Author bio: Professor Hany Farid is a world-renowned expert in the field of misinformation, disinformation, and digital forensics. He joined the Content Authenticity Initiative (CAI) as an advisor in June 2023. The CAI is an Adobe-led community of media and tech companies, NGOs, academics, and others working to promote adoption of the open industry standard for content authenticity and provenance.
Professor Farid teaches at the University of California, Berkeley, with a joint appointment in electrical engineering and computer sciences at the School of Information. He’s also a member of the Berkeley Artificial Intelligence Lab, Berkeley Institute for Data Science, Center for Innovation in Vision and Optics, Development Engineering Program, and Vision Science Program, and he’s a senior faculty advisor for the Center for Long-Term Cybersecurity.

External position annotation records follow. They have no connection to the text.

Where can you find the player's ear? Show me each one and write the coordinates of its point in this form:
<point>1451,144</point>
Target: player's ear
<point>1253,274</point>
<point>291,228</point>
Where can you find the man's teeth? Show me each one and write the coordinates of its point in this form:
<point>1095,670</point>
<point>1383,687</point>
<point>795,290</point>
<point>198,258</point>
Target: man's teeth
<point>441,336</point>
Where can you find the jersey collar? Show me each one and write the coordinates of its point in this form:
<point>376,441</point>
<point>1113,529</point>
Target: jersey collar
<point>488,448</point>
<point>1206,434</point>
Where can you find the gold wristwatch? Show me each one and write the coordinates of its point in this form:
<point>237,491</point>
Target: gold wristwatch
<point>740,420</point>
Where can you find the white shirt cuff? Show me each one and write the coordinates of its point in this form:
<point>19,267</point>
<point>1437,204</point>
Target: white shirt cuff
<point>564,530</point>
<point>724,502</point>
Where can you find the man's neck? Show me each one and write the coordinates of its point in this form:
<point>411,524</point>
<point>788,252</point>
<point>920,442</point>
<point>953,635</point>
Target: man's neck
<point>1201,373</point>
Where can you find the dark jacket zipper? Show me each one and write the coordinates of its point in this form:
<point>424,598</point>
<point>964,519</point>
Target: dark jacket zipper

His research focuses on digital forensics, forensic science, misinformation, image analysis, and human perception.
He received his undergraduate degree in computer science and applied mathematics from the University of Rochester in 1989, his M.S. in computer science from SUNY Albany, and his Ph.D. in computer science from the University of Pennsylvania in 1997. Following a two-year post-doctoral fellowship in brain and cognitive sciences at MIT, he joined the faculty at Dartmouth College in 1999 where he remained until 2019.
Professor Farid is the recipient of an Alfred P. Sloan Fellowship and a John Simon Guggenheim Fellowship, and he’s a fellow of the National Academy of Inventors.